My son was just born when the first hints of Potter-mania hit the world, and to that extent, we have been late entrants into the Potter club – only perhaps for a year or so. But in that year, Harry, Ron and Hermoine along with Dumbledore, Snape and the entire professor-hood of Hogwarts, plus Voldemort and his Death-eaters had well and truly taken over our household. In a relatively short period of a year, reading all the seven books one by one, some of them twice, and then watching each of the first seven moves at least twice, my son had become a walking encyclopedia on Potter and his gang. And doing what only a 10 year old Potter fan can do, he had successfully converted his parents, both his sets of grand parents and perhaps most of his friends in to die hard Potter fans too.
It was then that I realised how much of a void the end of this last movie is likely to create in a generation of children (and their parents) that grew up on Harry Potter. Right from mesmerising children with the initiation in the early couple of movies (which most people watched agape) to almost frightening their parents in the last two Deathly Hallows, the rivalry of good and evil in a world of magic cast its spell on a generation of children.
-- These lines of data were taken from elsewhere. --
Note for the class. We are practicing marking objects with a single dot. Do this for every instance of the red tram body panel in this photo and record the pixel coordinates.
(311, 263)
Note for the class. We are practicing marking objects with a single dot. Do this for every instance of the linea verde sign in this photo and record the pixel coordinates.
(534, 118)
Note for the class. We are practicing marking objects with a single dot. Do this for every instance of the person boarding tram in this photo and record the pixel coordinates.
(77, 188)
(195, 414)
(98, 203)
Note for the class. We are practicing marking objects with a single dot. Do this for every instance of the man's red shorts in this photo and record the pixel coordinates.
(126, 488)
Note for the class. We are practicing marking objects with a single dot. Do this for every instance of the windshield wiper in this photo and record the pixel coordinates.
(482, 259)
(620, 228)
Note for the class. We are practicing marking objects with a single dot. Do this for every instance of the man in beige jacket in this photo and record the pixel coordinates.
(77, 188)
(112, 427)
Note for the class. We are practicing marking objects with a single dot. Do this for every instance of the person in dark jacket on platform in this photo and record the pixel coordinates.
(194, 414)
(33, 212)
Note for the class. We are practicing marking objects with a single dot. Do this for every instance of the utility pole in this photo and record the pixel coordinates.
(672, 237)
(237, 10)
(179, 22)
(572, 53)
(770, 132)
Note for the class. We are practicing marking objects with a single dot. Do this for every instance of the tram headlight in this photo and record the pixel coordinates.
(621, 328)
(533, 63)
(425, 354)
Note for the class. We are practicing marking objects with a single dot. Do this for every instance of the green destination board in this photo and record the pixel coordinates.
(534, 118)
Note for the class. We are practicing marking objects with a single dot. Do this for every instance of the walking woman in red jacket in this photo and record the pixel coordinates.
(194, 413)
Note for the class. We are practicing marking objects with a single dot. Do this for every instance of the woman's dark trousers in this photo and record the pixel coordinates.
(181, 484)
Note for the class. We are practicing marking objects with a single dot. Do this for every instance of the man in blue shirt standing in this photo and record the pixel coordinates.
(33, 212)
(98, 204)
The last few months our home has been full of children making wands from broken twigs playing ‘Expelliarmus’ with each other, riding on imaginary broomsticks playing quidditch with their snitches taking roles of Harry, Ron and Draco, and calling their parents ‘Muggles’. As the early playfulness of the three friends quickly matured into an intense plot of rivalry, the games suitably changed with the early characters of schoolmates being replaced with Dumbledore, Snape and Voldemort and his deatheaters.
But beyond the now familiar spells, characters and the world of magic that Rowling and the movies based on her books took us into, there are some amazing subtle hints of wisdom that she threw at children – through the words of some amazing characters, specially Dumbledore and sometime Sirius Black and Severus Snape. Like when Dumbledore tells Harry in the Chamber of Secrets: “It is our choices that show what we truly are, far more than our abilities.” Or tells him in the Prisoner of Azkaban: “Happiness can be found, even in the darkest of times, if one only remembers to turn on the light.” Or when Sirius Black advises Harry in the Goblet of Fire: “If you want to know what a man’s like, take a good look at how he treats his inferiors, not his equals.” And finally the one that I heard Dumbledore say yesterday in the Deathly Hallows when Harry asks him whether this is real or it is happening in his head: “Of course it is happening inside your head, Harry, but why on earth should that mean that it is not real?”
For mere ‘muggles’ who have not quite experienced this magic, it has always been a puzzle what the fuss is all about. But for those who have had this potion, it is always a case of the charms taking over. Finally it all ends – as far as the books and the movies are concerned. But it will continue to stay with this generation forever. Perhaps by some spell of magic, it may get a rebirth too. So till we meet again on platform number 9 and a 3/4, this is indeed the end of magic as we know it.